Computational Intelligence Methods for Facial Emotion Recognition: A Comparative Study
Subject Areas : CommunicationFatemeh Shahrabi Farahani 1 , Mansour Sheikhan 2
1 - Department of Mechatronic Engineering, Islamic Azad University, South Tehran Branch
2 - Electrical Engineering Department, South Tehran Branch, Islamic Azad University, Tehran, Iran.

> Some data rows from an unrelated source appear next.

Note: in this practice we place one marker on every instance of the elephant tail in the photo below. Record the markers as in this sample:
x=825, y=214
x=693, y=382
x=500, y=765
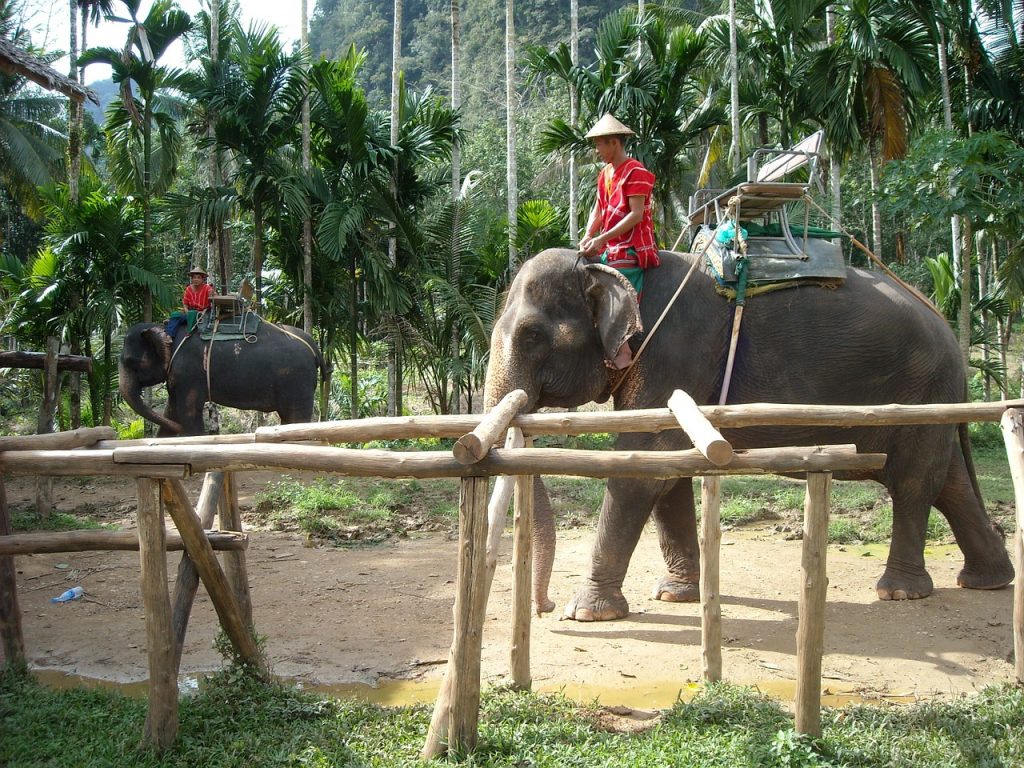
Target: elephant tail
x=965, y=438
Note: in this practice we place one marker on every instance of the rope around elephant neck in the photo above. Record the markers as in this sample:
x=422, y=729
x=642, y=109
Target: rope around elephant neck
x=646, y=341
x=910, y=289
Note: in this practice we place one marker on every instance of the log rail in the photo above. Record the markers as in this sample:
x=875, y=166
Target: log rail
x=160, y=465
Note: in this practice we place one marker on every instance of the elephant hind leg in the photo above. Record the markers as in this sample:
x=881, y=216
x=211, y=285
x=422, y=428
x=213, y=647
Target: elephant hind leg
x=986, y=564
x=905, y=577
x=676, y=521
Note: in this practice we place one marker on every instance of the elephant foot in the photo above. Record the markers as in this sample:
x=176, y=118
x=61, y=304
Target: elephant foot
x=593, y=604
x=992, y=578
x=674, y=590
x=899, y=585
x=543, y=604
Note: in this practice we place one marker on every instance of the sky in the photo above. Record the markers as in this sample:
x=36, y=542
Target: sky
x=48, y=23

Keywords: fuzzy logic, Artificial Neural Network, chaotic GSA, emotion recognition,
Abstract :
Emotion recognition plays a critical role in the human communications. It is one of the major ways to be in touch with others. Four parameters including eye opening size, mouth opening size, ratio of eye opening size to eye width and mouth width are used as a reduced-size feature set in this study. This paper compares the performance of facial emotion recognition classification models based on the following computational intelligence methods: fuzzy logic, chaotic gravitational search algorithm (CGSA), and artificial neural network (ANN) from eyes and mouth features tested on the FACES database. Experimental results show the superior performance of ANN-based method compared to fuzzy- and CGSA-based methods. In addition, this comparative study triggers the idea of a hybrid system based on these computational methods that outperforms the human detection system.